SolarCity's two securitizations to date were "very small" by the standards of the asset-backed securities market, acknowledges Steve Viscovich, managing director for securitized products at Credit Suisse Securities, who was at the centre of both.

“But,” says Viscovich, “I think in very short order we’ll start to see deals three times that [size].”

Credit Suisse acted as sole structuring agent and sole bookrunner for both of SolarCity’s securitizations. It has also invested in other distributed PV companies known to be contemplating securitization, including SunRun.

California-based SolarCity, the largest residential PV installer in the US, last year raised $54.4m through the first-ever sale of solar asset-backed notes with an investment-grade rating.

In April of this year SolarCity raised another $70.2m through the securitization of existing solar assets.

The idea of securitizing assets and raising capital against them is nothing new in the distributed PV sector in the US, with many companies having transacted such deals privately with financiers.

But SolarCity’s deals were a breakthrough because its notes were deemed investment-grade by Standard & Poor’s, making them liquid in the secondary markets and therefore hugely more attractive to investors – and allowing SolarCity to raise money at a much lower cost.
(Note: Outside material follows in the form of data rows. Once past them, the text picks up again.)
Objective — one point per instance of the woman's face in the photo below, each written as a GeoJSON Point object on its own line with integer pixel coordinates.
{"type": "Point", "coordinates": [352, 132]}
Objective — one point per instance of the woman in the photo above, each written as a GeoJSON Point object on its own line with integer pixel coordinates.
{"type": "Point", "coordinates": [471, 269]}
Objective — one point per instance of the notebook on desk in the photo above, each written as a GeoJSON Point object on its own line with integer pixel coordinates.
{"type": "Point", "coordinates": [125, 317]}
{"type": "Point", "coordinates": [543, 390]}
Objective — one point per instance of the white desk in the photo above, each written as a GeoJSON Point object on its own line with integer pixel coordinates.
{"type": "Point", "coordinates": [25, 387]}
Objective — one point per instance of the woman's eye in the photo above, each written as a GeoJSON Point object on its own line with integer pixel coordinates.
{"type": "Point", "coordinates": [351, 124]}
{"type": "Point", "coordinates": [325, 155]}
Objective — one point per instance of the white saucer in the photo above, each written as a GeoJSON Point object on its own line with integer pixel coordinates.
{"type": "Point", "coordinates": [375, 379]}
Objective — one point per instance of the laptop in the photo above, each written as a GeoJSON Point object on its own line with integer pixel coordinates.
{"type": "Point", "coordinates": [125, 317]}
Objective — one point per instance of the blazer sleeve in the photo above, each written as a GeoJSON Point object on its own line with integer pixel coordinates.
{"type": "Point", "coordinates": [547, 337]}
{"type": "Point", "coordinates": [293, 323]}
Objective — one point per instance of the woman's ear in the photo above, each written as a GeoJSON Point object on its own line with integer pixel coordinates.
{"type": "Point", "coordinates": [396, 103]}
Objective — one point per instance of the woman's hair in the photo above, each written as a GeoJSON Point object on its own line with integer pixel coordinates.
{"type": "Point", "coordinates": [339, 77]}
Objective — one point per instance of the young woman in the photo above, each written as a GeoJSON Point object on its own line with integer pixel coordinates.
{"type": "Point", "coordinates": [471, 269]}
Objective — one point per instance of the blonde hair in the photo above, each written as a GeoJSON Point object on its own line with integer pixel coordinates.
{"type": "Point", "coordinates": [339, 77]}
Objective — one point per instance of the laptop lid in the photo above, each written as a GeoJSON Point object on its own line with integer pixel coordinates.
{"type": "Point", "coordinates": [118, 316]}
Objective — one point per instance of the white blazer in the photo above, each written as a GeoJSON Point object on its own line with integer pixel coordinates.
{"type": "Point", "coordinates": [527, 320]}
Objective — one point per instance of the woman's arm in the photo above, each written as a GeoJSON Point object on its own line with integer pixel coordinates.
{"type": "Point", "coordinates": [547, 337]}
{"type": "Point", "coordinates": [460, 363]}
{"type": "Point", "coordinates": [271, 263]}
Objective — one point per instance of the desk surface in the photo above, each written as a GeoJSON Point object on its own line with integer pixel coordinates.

SolarCity’s deals are “representative of what’s to come”, says Viscovich

“You’re going to see massive amounts of volume coming through.”

“If you look at the two deals we did, the cost of capital was about 4.5%, and it provided a significant amount of leverage relative to the cash flows that were coming off of [SolarCity’s assets].”

“We expect that to continue to improve – both from a leverage perspective, as well as from a cost of capital perspective,” he says.